Anyway, enough of Anti Rand rant. Any more of this and I would be accused of plagiarising from Ayn Rand herself.


kandy.virtuoso said...
This comment has been removed by the author.
kandy.virtuoso said...

Your preconceived notion makes this post redundant.

गौरव सोलंकी said...

"A great novel doesn't despise its characters. It treats them with sympathy, no matter how bad they are."
I don't think great things can be defined so easily. They don't need to sympathize with all the characters. If they tell their stories with honesty, then I think that writer has done his/her work.
One more good thing you wrote yourself that why u didnt like the book. Its definitely against mediocrity and thats why you couldn't stand it. It slaps mediocrity at face. And you said wrong that it has just super heroes and super villains. Peter Keating is just a mediocre who's not bad but becomes bad when it comes to his success. Otherwise he never harms anybody.
My observation is..You are against the novel just because you can't become Howard or you think there is nobody like Howard in the world or can't be. Or if there is any Howard Roark, he doesn't win in the end. Thats why he looks Superhero to you. But he is not. He doesn't win (except the very end)in worldly terms. He is happy and successful in his own definition of happiness and success. ALL SUPERHEROES ALWAYS WIN IN WORLD'S DEFINITION. They have mediocre desires and superhuman abilities. Howard is different and I love him. And believe me, one can be like him.
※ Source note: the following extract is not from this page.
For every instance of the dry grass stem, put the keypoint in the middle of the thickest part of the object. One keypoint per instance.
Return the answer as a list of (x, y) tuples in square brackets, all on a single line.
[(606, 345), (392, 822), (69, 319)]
He is not unreal.

Nanga Fakir said...

Very honored to have had you comment here!

Although this post is a little oldish (4 years?) and a lot of things have happened in between, my essential distaste for Ayn Rand and her, in my opinion, rather juvenile literary output, hasn't changed at all. I totally agree that the post doesn't give strong, cogent reasons for my bias.

And well, may be it's just my mediocrity!